魂が込められた力作を説明する、片岡鶴太郎さん

奄美の素材にも興味
銀座もとじで

 【東京】銀座で着物専門店を展開する「銀座もとじ=中央区銀座4の8の12」で、俳優で画家の片岡鶴太郎さん(70)が手掛けた額裏(羽織の裏地)、限定6枚がこのほど特別展示され、多くの人でにぎわった。それを記念した「ぎゃらりートーク」が開催され、さまざまなエピソードが明かされた。

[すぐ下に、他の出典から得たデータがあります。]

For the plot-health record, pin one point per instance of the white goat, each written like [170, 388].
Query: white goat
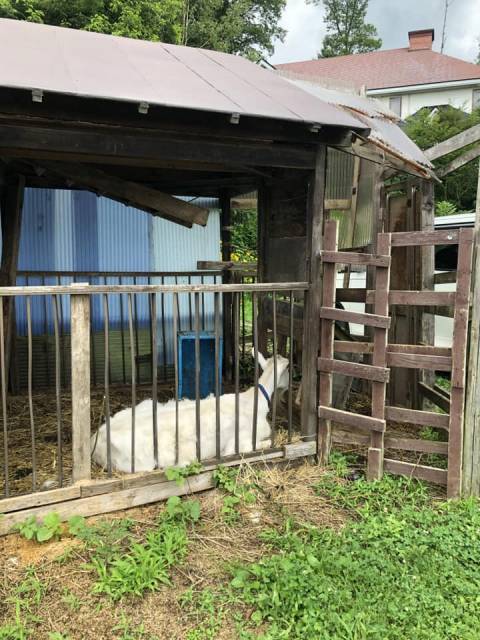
[121, 426]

 トークイベントには、泉二(もとじ)啓太社長(41)と片岡鶴太郎さん、東京友禅作家の生駒暉夫さん(70)が出席した。鶴太郎さんは大きな拍手に迎えられ、満席の会場に登場。2度目となった今回の挑戦を「絹は、紙の植物と違い、動物の上に描く感じだった」と振り返った。たらしこみという日本画の伝統的な技法を説明しながら「絹で生じる、にじみを生かし力強さや、かわいらしさを出した」と語った。また、目から放つエネルギーをいかに表現していったかなど、微妙に加減を調節しながら生地と格闘したエピソードを紹介。テレビ番組出演を通じて、泉二弘明会長(75)(当時社長)と知り合った経緯もユーモアを交えて紹介した。

 作品は全6点。墨のにじみや筆のタッチを駆使した、感性が力強くも、繊細に表現されている。絵と独特の書により「二匹の龍が日本を守っている」「意志を貫く一匹狼」など唯一無二の世界観が展開されている。

 粋、男の美学が凝縮された羽織の裏地「額裏」。その思いが込められた原画に、生駒さんが地染めしたことで完成に至った。

 「アマミノクロウサギなど、特有の動物を描いてみては」と問うと、鶴太郎さんは「奄美の黒文化は墨とつながっている。どんなものに描くべきか興味がある」と笑顔で応じた。傍らで聴いていた啓太社長も「企画したいですね」と相づちを打った。

 鶴太郎さんは、15日にテレビ朝日系列で放送される「相棒初回スペシャル」に、人間国宝の講談師・瀧澤青竜の役でゲスト出演する。